The Work of the First-Person POV in Poetry
First-person in poetry can do, essentially, what first-person POV does in fiction. As readers, we relish the feeling first-person lends to the experience of reading, as if we’re being brought into the narrator’s confidence, being told secrets by a stranger. Or we delight in being deceived by the narrator, either intentionally or not. Prose holds no monopoly on either.
Through the use of first-person point of view in poems, there is also an immediacy established right away that would be less easily achieved through third-person. By their nature, poems limit the time we can spend getting into them. Think of YA novels for a moment. Most YA is told from a first-person POV. The form is, of course, very different from poetry, but the aim can be the same: get the reader to connect with the narrator as soon as possible, since there’s limited time to do so.
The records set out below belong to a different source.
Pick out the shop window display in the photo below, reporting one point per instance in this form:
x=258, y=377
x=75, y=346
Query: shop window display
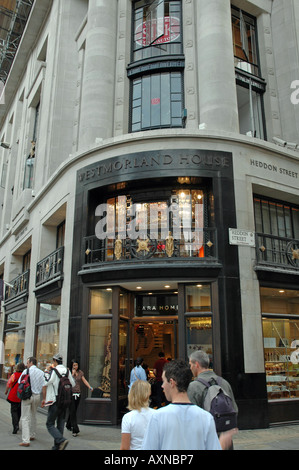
x=100, y=344
x=281, y=342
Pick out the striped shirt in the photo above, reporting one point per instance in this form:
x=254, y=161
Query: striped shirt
x=37, y=379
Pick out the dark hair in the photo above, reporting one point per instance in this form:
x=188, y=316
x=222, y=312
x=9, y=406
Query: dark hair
x=32, y=360
x=180, y=372
x=138, y=361
x=75, y=361
x=20, y=367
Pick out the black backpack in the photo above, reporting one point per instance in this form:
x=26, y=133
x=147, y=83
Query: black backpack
x=219, y=404
x=64, y=397
x=24, y=391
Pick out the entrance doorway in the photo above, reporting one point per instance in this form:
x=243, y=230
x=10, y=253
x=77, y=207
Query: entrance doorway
x=150, y=336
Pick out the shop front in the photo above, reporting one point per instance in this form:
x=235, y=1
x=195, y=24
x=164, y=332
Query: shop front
x=153, y=271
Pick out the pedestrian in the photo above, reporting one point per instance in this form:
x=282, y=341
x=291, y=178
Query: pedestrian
x=56, y=416
x=158, y=395
x=199, y=362
x=78, y=376
x=29, y=406
x=134, y=423
x=12, y=397
x=181, y=425
x=138, y=372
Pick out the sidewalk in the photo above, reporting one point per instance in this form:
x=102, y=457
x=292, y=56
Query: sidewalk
x=108, y=438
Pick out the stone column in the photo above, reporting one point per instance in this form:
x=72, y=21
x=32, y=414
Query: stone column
x=96, y=119
x=216, y=74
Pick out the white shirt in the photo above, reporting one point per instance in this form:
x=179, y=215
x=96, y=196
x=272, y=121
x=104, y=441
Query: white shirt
x=37, y=379
x=181, y=426
x=135, y=423
x=52, y=382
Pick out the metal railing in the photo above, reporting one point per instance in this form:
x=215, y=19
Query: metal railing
x=277, y=251
x=50, y=268
x=96, y=251
x=18, y=287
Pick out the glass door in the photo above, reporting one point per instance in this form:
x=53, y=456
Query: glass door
x=123, y=364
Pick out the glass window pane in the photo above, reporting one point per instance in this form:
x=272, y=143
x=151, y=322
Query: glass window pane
x=281, y=350
x=16, y=319
x=47, y=344
x=155, y=100
x=49, y=312
x=199, y=336
x=13, y=351
x=198, y=298
x=258, y=216
x=101, y=301
x=165, y=99
x=281, y=301
x=146, y=100
x=99, y=372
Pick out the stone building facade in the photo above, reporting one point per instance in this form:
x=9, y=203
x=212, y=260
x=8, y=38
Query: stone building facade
x=149, y=195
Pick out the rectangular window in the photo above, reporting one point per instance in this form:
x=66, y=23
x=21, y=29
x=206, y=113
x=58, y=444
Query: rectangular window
x=14, y=351
x=101, y=301
x=250, y=110
x=99, y=372
x=280, y=312
x=47, y=331
x=198, y=313
x=157, y=29
x=198, y=298
x=199, y=335
x=47, y=344
x=276, y=218
x=157, y=101
x=244, y=41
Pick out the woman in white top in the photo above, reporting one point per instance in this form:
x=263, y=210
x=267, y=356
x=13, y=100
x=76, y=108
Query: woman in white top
x=135, y=422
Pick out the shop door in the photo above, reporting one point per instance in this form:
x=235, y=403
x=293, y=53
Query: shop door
x=123, y=364
x=151, y=336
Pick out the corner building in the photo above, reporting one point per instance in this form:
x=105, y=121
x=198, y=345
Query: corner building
x=115, y=112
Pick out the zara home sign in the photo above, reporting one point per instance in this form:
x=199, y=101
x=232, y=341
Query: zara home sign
x=241, y=237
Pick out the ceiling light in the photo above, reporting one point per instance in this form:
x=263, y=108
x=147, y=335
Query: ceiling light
x=5, y=145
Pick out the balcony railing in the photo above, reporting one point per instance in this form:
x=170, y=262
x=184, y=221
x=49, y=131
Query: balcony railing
x=50, y=268
x=277, y=251
x=96, y=251
x=17, y=288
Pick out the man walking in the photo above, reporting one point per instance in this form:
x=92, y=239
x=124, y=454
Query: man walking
x=29, y=406
x=199, y=364
x=56, y=416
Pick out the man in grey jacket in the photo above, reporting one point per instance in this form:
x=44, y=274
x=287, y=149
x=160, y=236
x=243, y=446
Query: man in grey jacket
x=56, y=417
x=199, y=364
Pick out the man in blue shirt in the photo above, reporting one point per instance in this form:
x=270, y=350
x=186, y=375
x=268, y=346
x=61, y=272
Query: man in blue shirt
x=181, y=425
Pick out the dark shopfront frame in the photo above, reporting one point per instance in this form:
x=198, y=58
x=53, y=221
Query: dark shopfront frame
x=218, y=168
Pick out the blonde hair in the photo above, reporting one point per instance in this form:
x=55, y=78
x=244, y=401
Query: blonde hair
x=139, y=395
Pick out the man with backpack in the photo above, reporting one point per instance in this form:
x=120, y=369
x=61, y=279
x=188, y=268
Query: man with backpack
x=212, y=393
x=30, y=401
x=57, y=393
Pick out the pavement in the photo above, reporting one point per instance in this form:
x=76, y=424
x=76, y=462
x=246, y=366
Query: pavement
x=107, y=438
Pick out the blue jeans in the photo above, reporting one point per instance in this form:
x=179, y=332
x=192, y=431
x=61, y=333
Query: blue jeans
x=57, y=417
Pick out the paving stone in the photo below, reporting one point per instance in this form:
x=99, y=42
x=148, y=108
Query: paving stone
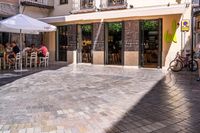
x=100, y=99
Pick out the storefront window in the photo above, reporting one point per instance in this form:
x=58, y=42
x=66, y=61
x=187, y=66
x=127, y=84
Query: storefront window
x=63, y=2
x=87, y=4
x=115, y=2
x=62, y=43
x=4, y=37
x=33, y=39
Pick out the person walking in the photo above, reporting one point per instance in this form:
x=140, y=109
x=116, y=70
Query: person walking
x=198, y=59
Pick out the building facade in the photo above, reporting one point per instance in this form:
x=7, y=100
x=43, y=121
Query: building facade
x=7, y=8
x=114, y=32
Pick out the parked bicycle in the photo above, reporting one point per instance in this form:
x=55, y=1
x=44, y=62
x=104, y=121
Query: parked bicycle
x=180, y=62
Thus, the answer to the problem of conflating narrator and author is not to insist on third-person when the narrator is not some manifestation of the poet.
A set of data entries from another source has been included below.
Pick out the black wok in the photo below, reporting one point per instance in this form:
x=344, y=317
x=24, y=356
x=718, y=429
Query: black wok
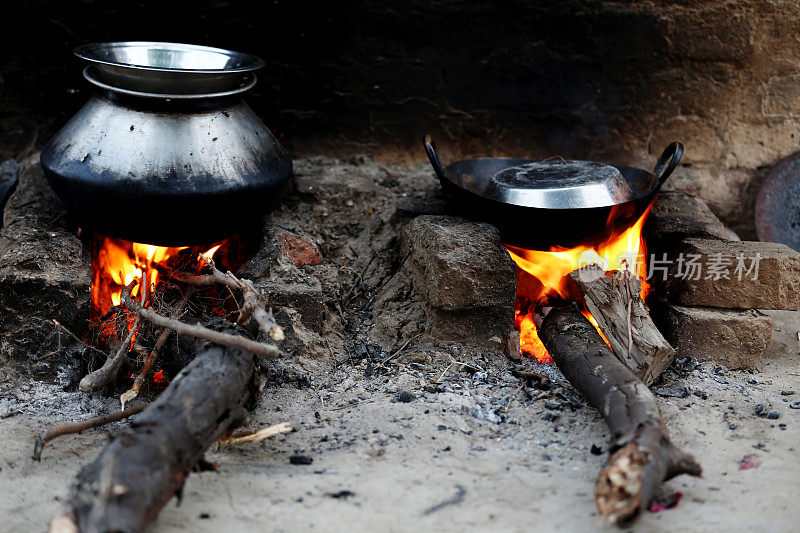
x=540, y=228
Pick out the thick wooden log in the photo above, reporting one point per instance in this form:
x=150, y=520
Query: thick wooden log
x=613, y=300
x=147, y=463
x=642, y=455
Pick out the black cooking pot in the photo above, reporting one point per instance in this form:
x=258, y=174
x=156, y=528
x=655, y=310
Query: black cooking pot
x=167, y=152
x=546, y=219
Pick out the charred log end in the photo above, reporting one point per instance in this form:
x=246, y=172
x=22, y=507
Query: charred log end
x=618, y=491
x=643, y=455
x=627, y=483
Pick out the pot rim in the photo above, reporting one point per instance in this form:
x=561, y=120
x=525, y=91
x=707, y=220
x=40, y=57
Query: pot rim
x=101, y=53
x=250, y=81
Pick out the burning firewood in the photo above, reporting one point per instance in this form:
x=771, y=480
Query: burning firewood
x=614, y=301
x=642, y=455
x=125, y=487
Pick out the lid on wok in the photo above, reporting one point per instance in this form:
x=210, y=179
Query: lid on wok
x=560, y=184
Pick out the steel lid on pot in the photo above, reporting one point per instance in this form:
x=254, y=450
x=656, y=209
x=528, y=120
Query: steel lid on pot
x=174, y=70
x=560, y=184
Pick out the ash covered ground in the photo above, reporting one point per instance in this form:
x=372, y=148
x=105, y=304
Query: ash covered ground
x=359, y=262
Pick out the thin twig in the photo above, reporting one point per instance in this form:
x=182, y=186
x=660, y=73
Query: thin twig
x=255, y=303
x=61, y=327
x=255, y=436
x=108, y=372
x=401, y=348
x=197, y=330
x=77, y=427
x=131, y=393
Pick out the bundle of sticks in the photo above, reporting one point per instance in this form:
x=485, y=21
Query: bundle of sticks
x=615, y=382
x=136, y=474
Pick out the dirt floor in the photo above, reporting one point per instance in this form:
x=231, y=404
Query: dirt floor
x=477, y=454
x=418, y=440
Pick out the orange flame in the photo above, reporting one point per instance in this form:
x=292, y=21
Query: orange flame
x=116, y=263
x=543, y=276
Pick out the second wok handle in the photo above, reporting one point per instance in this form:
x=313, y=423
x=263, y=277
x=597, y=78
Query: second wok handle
x=433, y=156
x=666, y=164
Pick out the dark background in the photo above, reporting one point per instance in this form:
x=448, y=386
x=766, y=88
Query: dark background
x=577, y=78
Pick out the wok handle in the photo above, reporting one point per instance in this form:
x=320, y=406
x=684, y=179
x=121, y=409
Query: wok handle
x=433, y=156
x=669, y=158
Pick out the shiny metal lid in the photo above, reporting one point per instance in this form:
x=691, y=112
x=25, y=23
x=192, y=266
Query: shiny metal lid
x=560, y=184
x=168, y=70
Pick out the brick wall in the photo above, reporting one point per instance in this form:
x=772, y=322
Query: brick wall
x=607, y=80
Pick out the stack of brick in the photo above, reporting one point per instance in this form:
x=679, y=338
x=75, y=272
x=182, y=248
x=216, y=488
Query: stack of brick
x=712, y=285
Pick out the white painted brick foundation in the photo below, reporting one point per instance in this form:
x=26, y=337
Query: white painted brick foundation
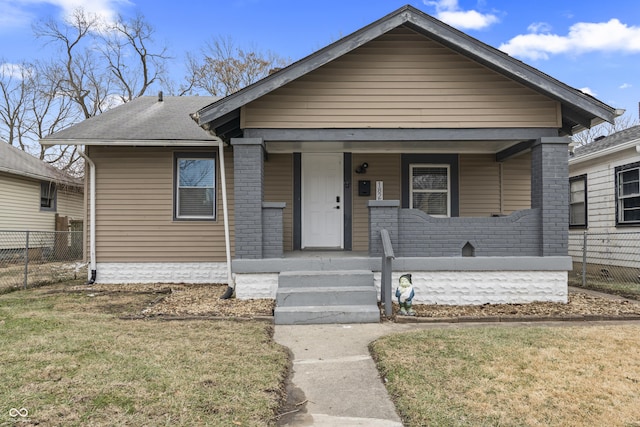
x=252, y=286
x=161, y=272
x=482, y=287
How SF Poetry Gets Around the Issue of Readers Assuming the Poet is the Narrator
So what does all this have to do with SF poetry? We would never assume that the first-person narrator of a SF story is a veiled version of its author; nor would we do the same for SF poetry. By setting poems in some possible-but-not-actual world, poets can get around the issue of readers’ assumptions about their work as being at all confessional. For some writers, having their poems read as autobiographical is a non-issue. Or it may be what they’re aiming for. But for writers who don’t want the waters muddied by the personal, SF offers a rich mode of writing which obviates the problem.
For the reader, and I’m going to say this is the more important part, first-person SF poetry clears the way for enjoying the poem foremost as a poem. We can focus on the language, the music, the imagery, the wit, and so on. We can, since this is SF poetry, appreciate the moves the poem makes within the genre. We can celebrate what it is that we come to poetry for.